25.000 Zuschauer erlebten den Damen-Slalom in Schladming. 35.000 werden am Sonntag beim Herren-Slalom erwartet. Auch Alberto Tomba wird wieder anwesend sein. Der italienische Olympiasieger schwärmt vom Rennstil Marcel Hirschers und nennt den Salzburger in Anspielung auf den Gewichtsunterschied den „halben Tomba“. Tomba wiegt 100 Kilo, Hirscher nur 70. Tomba wäre nicht überrascht, würden seine Landsleute Hirscher den Erfolg streitig machen. Tatsächlich verfügt Italien mit Olympiasieger Razzoli, Riesenslalom-Bronzemedaillengewinner Mölgg, Gross und Thaler auch im Slalom über starke Leute. Wie überhaupt das Starterfeld Medaillenanwärter aus so vielen verschiedenen Ländern aufweist wie sonst keine andere Disziplin.

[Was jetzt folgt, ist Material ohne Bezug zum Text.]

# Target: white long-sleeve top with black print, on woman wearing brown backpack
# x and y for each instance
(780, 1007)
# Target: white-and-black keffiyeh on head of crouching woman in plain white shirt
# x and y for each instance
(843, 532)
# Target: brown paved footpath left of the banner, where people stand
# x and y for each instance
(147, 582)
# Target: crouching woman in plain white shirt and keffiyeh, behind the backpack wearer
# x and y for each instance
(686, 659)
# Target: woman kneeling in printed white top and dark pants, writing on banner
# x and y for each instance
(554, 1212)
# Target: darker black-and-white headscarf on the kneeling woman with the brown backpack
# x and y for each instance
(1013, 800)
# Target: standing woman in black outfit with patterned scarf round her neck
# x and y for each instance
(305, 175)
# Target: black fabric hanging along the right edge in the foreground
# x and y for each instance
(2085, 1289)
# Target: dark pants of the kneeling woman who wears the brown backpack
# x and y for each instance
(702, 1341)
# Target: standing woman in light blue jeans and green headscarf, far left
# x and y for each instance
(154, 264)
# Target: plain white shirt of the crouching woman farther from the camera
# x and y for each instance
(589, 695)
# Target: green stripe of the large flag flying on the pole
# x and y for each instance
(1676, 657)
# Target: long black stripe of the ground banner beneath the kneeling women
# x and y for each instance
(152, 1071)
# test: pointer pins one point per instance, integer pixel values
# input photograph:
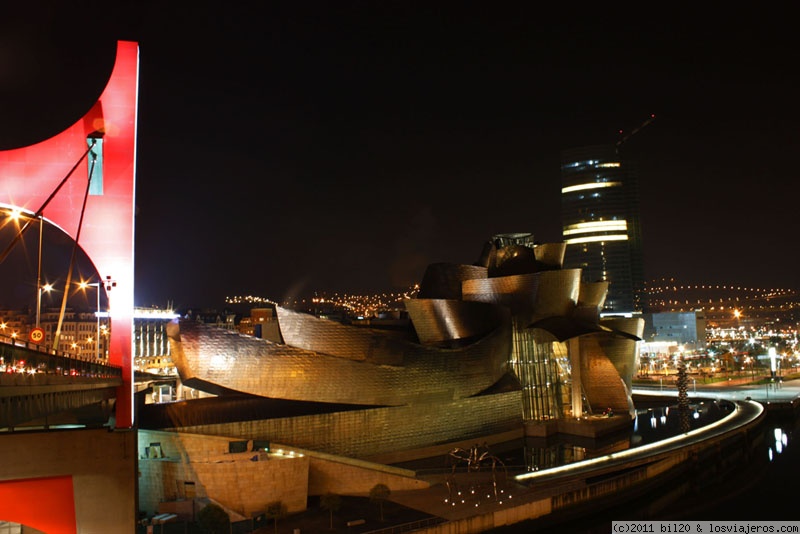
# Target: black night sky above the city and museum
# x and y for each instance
(343, 146)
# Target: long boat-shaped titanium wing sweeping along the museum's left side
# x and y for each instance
(205, 355)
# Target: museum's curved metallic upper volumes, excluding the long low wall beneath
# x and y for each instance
(468, 330)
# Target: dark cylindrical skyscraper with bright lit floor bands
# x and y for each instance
(600, 218)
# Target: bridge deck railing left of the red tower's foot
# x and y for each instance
(21, 356)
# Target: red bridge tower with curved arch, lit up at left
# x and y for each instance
(30, 175)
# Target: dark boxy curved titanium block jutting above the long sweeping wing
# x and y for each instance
(437, 320)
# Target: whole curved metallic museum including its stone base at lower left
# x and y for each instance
(508, 348)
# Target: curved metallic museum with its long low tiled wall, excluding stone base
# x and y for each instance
(489, 348)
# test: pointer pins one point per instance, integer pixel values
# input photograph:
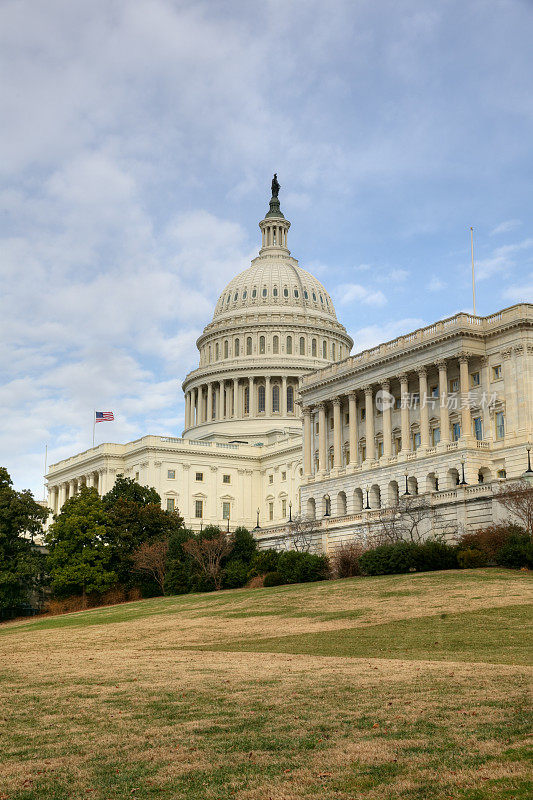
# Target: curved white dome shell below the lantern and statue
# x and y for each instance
(274, 282)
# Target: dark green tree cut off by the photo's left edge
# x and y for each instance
(20, 562)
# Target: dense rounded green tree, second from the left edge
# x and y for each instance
(80, 557)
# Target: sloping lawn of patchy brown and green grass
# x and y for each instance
(413, 686)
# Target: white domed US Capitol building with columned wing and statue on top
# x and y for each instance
(281, 422)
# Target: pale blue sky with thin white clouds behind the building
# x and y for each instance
(137, 144)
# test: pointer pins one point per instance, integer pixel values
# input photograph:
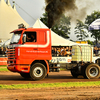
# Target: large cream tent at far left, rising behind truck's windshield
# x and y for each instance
(9, 20)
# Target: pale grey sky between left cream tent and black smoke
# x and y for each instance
(30, 10)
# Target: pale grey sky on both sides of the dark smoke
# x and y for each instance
(31, 10)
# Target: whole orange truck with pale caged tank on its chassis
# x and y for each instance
(29, 54)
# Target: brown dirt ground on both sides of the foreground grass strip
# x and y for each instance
(64, 93)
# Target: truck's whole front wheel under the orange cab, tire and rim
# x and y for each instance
(37, 71)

Stets zu beachten sind auch die Schweden sowie die Deutschen Fritz Dopfer und Felix Neureuther, auch wenn Letzteren noch Prellungen am rechten Schienbein plagen, die er bei der Kollision mit dem Kroaten Filip Zubcic im Teambewerb erlitten hat.

Auch Ivica Kostelic ist einiges zuzutrauen, zumal im Tagesverlauf die Temperaturen erneut über den Gefrierpunkt steigen, was dem stabilen Stil des Kroaten entgegenkommen dürfte.

Titelverteidiger Jean-Baptiste Grange (F) hat zuletzt drei Tage in Innerkrems trainiert, ist allerdings nach seiner Kreuzband-Operation im April nicht viel mehr als ein namhafter Außenseiter. Dafür könnte Teamkollege und Jungstar Alexis Pinturault, 21, einspringen.